Become a MacRumors Supporter for $50/year with no ads, ability to filter front page stories, and private forums.

leman

macrumors Core
Oct 14, 2008
19,520
19,670
Apple actually has its own set of instructions which run on top of the base ARM ISA (some of which actually have been incorporated into the ARM ISA itself). That's one of the key advantages to the license Apple (and Samsung) have compared to what Qualcomm and others have.

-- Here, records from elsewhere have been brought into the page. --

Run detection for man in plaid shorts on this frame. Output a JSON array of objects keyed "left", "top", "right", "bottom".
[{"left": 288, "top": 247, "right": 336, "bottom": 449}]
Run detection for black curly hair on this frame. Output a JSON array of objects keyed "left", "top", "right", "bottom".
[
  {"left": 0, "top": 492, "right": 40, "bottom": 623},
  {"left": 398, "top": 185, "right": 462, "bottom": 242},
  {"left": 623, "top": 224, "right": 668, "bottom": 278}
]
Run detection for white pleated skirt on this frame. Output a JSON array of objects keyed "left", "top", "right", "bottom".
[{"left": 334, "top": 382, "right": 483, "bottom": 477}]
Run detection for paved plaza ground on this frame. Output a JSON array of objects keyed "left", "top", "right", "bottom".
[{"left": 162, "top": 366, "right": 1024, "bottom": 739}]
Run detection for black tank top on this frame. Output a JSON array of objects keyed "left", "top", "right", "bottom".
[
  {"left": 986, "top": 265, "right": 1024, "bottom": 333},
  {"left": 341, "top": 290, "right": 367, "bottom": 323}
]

Key advantage? Hardly. Useful for some niche stuff? Sure.
 

Sydde

macrumors 68030
Aug 17, 2009
2,563
7,061
IOKWARDI
Key advantage? Hardly. Useful for some niche stuff? Sure.
AIUI, one pair of Apple-specific instructions performs data compression/decompression for a full page of memory at once. I am confident that there is at least one instruction, possibly more, specifically designed to streamline object-method calls, to make them almost as fast as a raw subroutine call, and probably some sort of notification dispatch acceleration – two tiny features that would be heavily used, hence improving performance quite a lot. If those are not in there, I would be surprised.
 

leman

macrumors Core
Oct 14, 2008
19,520
19,670
AIUI, one pair of Apple-specific instructions performs data compression/decompression for a full page of memory at once.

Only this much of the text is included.